Some of his immediate students...
Some of his immediate students, who were particularly drawn to pure metaphysics and gnosis, with a number also having had training in Islamic philosophy, began to interpret the master’s teachings and especially his Fusūs in a more systematic and philosophical fashion thereby laying the ground for the systematic formulation of that Supreme Science of the Real with which the tradition of theoretical gnosis is concerned.
The first commentator upon the Fusūs was Ibn ‘Arabī’s immediate student and Qūnawī’s close companion, ‘Afīf al-Dīn al-Tilimsānī (690/1291) who commented upon the whole text but in summary fashion.9 But the most influential propagator of the master’s teachings in the domain of gnosis and metaphysics and the person who gave the systematic exposition that characterizes later expressions of theoretical gnosis is Sadr al-Dīn Qūnawī (d.

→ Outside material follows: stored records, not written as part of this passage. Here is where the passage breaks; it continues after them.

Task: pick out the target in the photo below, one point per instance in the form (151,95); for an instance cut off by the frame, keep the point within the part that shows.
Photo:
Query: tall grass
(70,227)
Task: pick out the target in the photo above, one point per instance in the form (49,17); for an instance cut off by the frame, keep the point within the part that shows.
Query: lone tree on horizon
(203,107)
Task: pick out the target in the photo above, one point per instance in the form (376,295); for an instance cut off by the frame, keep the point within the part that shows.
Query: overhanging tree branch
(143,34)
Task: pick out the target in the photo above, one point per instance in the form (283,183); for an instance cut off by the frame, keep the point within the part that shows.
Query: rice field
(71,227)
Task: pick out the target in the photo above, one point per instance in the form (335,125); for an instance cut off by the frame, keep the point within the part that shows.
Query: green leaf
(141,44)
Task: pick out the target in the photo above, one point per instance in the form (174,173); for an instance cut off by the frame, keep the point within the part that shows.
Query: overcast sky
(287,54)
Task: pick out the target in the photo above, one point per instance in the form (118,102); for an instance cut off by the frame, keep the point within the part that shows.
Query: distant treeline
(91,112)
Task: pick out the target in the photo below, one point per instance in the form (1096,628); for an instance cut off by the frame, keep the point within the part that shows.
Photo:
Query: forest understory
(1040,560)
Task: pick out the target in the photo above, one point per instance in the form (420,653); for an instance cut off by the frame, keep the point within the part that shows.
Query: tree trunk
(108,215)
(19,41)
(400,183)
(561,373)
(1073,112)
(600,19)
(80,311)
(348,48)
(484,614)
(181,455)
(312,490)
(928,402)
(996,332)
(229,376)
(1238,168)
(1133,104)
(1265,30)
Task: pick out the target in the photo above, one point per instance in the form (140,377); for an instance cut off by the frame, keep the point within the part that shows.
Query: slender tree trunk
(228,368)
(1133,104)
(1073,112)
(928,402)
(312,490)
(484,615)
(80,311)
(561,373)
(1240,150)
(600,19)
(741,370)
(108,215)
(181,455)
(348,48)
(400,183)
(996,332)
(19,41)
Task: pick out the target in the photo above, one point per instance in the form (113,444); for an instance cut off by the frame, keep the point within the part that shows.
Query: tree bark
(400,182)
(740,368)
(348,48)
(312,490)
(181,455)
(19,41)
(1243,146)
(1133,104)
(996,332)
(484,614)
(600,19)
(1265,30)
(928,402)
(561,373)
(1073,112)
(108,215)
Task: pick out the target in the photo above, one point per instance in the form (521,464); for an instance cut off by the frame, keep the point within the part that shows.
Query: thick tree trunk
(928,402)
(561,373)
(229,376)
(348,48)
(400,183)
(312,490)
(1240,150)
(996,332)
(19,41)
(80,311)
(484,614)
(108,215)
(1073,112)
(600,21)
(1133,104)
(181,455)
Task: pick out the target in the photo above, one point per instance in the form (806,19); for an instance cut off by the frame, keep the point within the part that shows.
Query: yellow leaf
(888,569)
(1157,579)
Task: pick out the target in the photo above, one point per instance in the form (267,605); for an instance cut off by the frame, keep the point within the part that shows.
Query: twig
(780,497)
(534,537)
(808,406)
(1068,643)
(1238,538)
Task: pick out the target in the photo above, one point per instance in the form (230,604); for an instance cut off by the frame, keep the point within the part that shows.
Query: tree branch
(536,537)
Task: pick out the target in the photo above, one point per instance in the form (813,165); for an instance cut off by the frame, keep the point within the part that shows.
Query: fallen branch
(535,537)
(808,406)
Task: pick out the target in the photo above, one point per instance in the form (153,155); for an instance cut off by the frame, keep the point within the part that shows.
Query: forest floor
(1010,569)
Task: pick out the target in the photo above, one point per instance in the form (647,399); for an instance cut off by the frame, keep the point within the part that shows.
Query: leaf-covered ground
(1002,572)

673/1274).10 This most important student of Ibn ‘Arabī did not write a commentary on the text of the Fusūs, but he did write a work entitled al-Fukūk which explains the titles of the chapters of the Fusūs and was considered by many a later Sufi and gnostic as a key for the understanding of the mysteries of Ibn ‘Arabī’s text.11 Qūnawī is also the author of a number of other works of a gnostic (‘irfānī) nature, chief among them the Miftāh al-ghayb, a monumental work of theoretical gnosis which, along with its commentary by Shams al-Dīn Fanārī known as Misbāh al-uns, became one of the premier texts for the teaching of theoretical gnosis especially in Turkey and Persia.12 Qūnawī trained a number of students who themselves became major figures in the tradition of theoretical gnosis.
But before turning to them it is necessary to mention a poet who was a contemporary of Ibn ‘Arabī and who was to play an exceptional role in the later history of this tradition. This poet is ‘Umar ibn al-Fārid (d.
632/1235), perhaps the greatest Sufi poet of the Arabic language, whose al- Tā’iyyah is considered as a complete exposition of the doctrines of ‘irfān expressed in sublime poetry, and the subject of several commentaries which are themselves seminal texts of ‘irfān.13 There were also many important Persian poets such as Fakhr al-Dīn ‘Irāqī (d. 688/1289), Awhad al-Dīn Kirmānī (d. 635/1238), Shams al-Dīn Maghribī (d. 809/1406-07), Mahmūd Shabistarī (d. circa 718/1318), and ‘Abd al-Rahmān Jāmī (d.